Il vous est sans doute difficile d’imaginer mon enfance dans un monde sans automobile. Mon village natal de Neudorf appartient alors – et jusqu’en 1904 – à la paroisse de Clausen. Mais comme petite fille, Clausen n’est pour moi qu’un joli rêve…

« J’avais quatre ans quand ma bonne tante Jousy – par un beau jour de Pâques – m’a menée pour la première fois à l’Eglise de Clausen. Oh, la belle et bonne promenade entre deux rangées de maisons et parmi des gens en fête. Enfin Clausen ! A notre gauche, l’octroi, à notre droite une maison très haute, tellement haute que je pouvais à peine voir le toit. Je m’arrêtais toute éblouie, presque effrayée, et je dis à ma tante : “est-ce là la Tour de Babel ?”. Jamais je n’avais vu une maison aussi imposante. Et l’Alzette, cette rivière si large et si séduisante, et l’Eglise si belle au fond d’une vaste place plantée d’arbres, la tour qui montait au ciel et les cloches qui carillonnaient si joyeusement, et l’orgue que j’entendais pour la première fois et les chants et tant de cierges, tant de lumières, et les enfants de chœur si joliment habillés. Ah ! Tout cela avait sur moi une impression si émouvante, si glorieuse que Clausen était devenu un peu mon paradis d’alors »…

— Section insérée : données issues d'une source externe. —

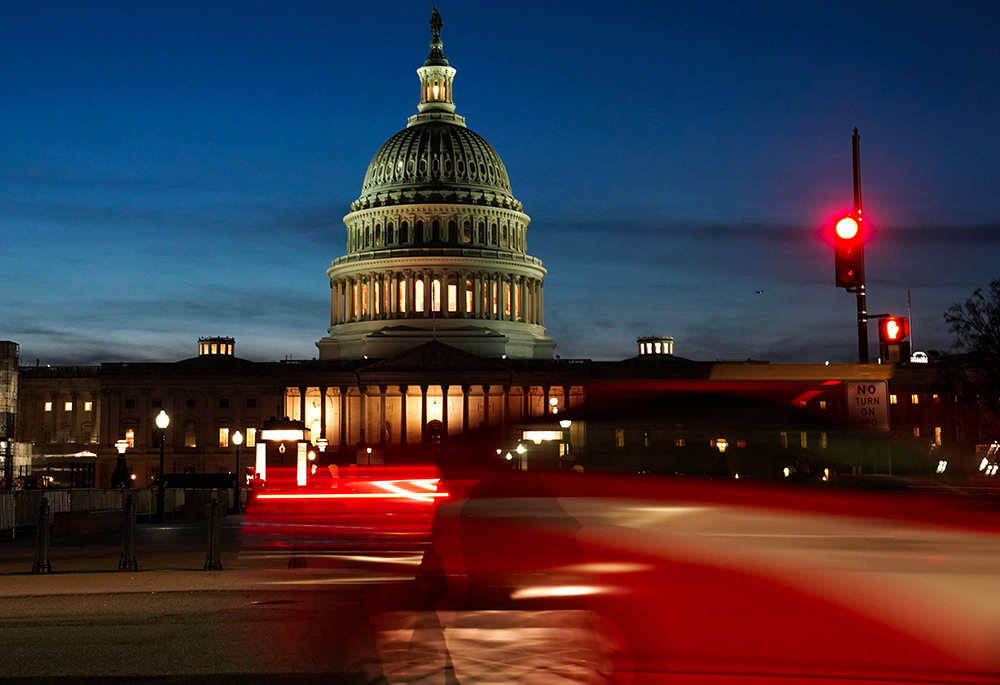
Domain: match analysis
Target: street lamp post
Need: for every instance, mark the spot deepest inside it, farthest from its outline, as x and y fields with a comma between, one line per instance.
x=237, y=440
x=162, y=421
x=120, y=476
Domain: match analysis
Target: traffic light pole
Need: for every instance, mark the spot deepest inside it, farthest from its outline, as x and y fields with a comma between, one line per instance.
x=862, y=306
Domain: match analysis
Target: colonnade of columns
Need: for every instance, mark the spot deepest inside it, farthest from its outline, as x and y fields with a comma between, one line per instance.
x=343, y=415
x=464, y=294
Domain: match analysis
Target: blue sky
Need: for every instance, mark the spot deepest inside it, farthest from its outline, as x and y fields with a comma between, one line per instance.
x=170, y=170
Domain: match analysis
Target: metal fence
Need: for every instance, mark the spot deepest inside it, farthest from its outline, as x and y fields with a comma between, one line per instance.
x=20, y=509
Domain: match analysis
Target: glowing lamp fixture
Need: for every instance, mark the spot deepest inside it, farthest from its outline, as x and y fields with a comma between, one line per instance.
x=847, y=228
x=162, y=420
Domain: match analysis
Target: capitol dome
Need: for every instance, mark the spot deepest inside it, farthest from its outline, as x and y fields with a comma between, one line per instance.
x=436, y=243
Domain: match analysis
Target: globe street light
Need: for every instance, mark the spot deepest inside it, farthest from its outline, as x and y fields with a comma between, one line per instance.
x=120, y=476
x=237, y=440
x=162, y=421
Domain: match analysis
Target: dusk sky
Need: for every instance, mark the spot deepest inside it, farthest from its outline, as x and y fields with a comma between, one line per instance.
x=170, y=170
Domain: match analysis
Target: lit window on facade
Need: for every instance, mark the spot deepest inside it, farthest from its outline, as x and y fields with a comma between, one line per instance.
x=435, y=295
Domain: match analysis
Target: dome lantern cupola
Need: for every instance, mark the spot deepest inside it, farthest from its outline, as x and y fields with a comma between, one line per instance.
x=436, y=79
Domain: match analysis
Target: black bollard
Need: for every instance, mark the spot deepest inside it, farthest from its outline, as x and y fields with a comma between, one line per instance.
x=127, y=562
x=212, y=560
x=42, y=564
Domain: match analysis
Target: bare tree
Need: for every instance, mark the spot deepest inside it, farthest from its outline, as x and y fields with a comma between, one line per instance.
x=975, y=326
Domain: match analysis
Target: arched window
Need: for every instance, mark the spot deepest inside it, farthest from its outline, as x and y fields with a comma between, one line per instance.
x=436, y=295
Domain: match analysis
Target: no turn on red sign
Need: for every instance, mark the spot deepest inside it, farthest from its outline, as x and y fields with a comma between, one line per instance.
x=868, y=404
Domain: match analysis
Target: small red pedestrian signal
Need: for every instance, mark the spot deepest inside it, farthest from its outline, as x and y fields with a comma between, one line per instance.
x=848, y=253
x=893, y=329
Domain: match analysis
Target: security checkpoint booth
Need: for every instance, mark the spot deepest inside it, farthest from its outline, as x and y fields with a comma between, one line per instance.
x=283, y=454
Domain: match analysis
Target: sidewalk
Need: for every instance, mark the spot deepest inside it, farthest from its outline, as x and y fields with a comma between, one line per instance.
x=170, y=558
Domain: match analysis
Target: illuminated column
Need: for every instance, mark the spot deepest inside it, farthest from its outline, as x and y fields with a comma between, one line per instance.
x=541, y=303
x=477, y=294
x=334, y=309
x=427, y=297
x=465, y=408
x=410, y=294
x=402, y=415
x=486, y=406
x=423, y=413
x=322, y=411
x=348, y=299
x=381, y=414
x=501, y=297
x=343, y=416
x=488, y=281
x=362, y=437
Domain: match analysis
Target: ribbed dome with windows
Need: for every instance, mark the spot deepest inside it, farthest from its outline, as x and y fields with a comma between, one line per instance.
x=436, y=244
x=436, y=161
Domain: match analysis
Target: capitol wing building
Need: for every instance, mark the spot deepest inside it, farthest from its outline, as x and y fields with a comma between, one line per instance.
x=437, y=243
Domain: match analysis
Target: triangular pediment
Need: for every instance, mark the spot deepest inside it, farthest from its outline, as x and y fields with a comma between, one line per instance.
x=436, y=358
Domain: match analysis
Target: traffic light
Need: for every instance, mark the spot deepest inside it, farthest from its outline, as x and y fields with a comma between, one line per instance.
x=849, y=263
x=892, y=342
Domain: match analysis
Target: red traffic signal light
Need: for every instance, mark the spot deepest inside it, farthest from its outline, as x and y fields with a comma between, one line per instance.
x=893, y=329
x=848, y=242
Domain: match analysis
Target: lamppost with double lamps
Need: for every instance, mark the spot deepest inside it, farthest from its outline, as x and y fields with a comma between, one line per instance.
x=162, y=421
x=237, y=440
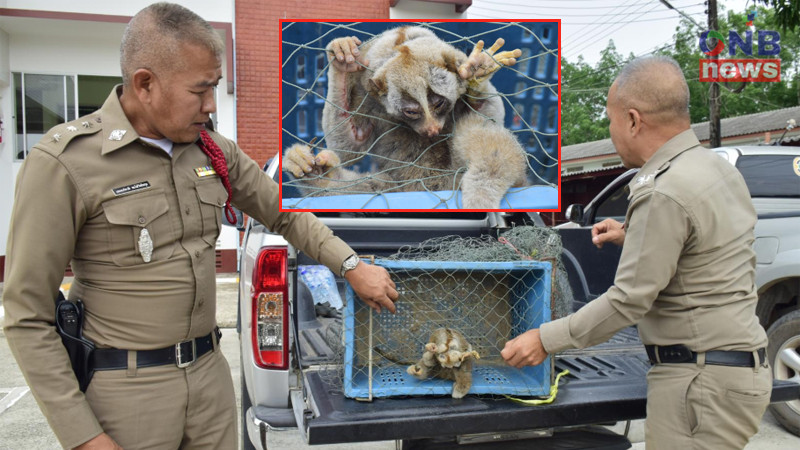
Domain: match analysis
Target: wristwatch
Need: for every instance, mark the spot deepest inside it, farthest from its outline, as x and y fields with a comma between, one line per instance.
x=349, y=264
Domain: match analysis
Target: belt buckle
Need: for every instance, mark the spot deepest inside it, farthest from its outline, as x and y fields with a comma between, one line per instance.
x=179, y=354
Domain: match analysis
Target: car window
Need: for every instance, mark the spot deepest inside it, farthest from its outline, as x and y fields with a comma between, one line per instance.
x=771, y=175
x=614, y=206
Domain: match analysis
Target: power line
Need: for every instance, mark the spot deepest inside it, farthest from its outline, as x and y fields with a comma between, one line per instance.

Vous comprenez sans doute un peu mieux maintenant que mes quatre premières années se soient déroulées uniquement entre la solitude recherchée dans le secret des forêts et des champs d’un côté – l’enfant sauvage en quelque sorte, si cher à Jean-Jacques Rousseau – et les camarades de notre petite bande de cousins et d’amis de l’autre – petit monde précurseur de la véritable vie en société qui nous attend tous. La solitude favorise la réflexion qui à son tour produit une plus grande maturité. Neudorf représente pour moi les années préparatoires, je dirais presque les années d’incubation où l’enfant solitaire – même s’il est très entouré – se prépare à son destin, à ses années d’apprentissage et de scolarité.

Ce n’est qu’à l’âge de 12 ans que nous sommes venus habiter Clausen – autant dire pour moi « la grande ville » même si ce n’était jamais, à tout prendre, qu’un joli petit village tout juste un peu plus grand que le bourg de Neudorf de ma petite enfance.